As to Cohen's interests outside mathematics, he played both the piano and violin, sang in a Stanford chorus, and was a member of a Swedish folk group. He was an accomplished linguist speaking Swedish, French, Spanish, German and Yiddish. He and his wife hosted frequent dinner parties for students, colleagues and friends. He loved showing visitors round San Francisco and the surrounding area.
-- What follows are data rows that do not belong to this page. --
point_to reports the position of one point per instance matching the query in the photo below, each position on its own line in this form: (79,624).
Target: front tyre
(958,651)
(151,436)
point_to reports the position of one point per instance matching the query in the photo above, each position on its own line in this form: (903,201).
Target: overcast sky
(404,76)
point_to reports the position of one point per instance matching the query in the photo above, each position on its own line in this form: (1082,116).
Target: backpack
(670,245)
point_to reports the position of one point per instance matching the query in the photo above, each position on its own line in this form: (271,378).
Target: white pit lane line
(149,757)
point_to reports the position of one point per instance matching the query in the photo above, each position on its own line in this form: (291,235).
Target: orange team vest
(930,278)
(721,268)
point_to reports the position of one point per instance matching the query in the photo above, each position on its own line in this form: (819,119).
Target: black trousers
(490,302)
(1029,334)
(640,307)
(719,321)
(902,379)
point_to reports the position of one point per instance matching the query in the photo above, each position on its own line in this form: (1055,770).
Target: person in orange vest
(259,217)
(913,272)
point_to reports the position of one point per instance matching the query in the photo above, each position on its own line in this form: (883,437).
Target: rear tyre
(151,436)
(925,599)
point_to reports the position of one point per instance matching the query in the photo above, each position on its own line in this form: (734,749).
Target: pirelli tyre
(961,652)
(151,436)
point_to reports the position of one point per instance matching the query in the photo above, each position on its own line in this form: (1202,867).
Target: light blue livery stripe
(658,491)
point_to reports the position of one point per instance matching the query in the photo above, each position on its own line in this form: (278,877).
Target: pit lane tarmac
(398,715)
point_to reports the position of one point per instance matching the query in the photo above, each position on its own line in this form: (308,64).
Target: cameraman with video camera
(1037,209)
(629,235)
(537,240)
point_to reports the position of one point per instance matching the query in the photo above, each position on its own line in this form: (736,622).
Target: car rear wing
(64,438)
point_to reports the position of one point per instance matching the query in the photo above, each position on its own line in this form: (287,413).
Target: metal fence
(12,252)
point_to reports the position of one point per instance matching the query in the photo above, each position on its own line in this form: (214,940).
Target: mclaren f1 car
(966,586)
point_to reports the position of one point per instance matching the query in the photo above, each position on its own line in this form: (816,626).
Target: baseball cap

Let us end this biography by quoting Cohen's reminiscences about his work on the continuum hypothesis :-
... it's somewhat curious that in a certain sense the continuum hypothesis and the axiom of choice are not really difficult problems - they don't involve technical complexity; nevertheless, at the time they were considered difficult. One might say in a humorous way that the attitude toward my proof was as follows. When it was first presented, some people thought it was wrong. Then it was thought to be extremely complicated. Then it was thought to be easy. But of course it is easy in the sense that there is a clear philosophical idea. There were technical points, you know, which bothered me, but basically it was not really an enormously involved combinatorial problem; it was a philosophical idea.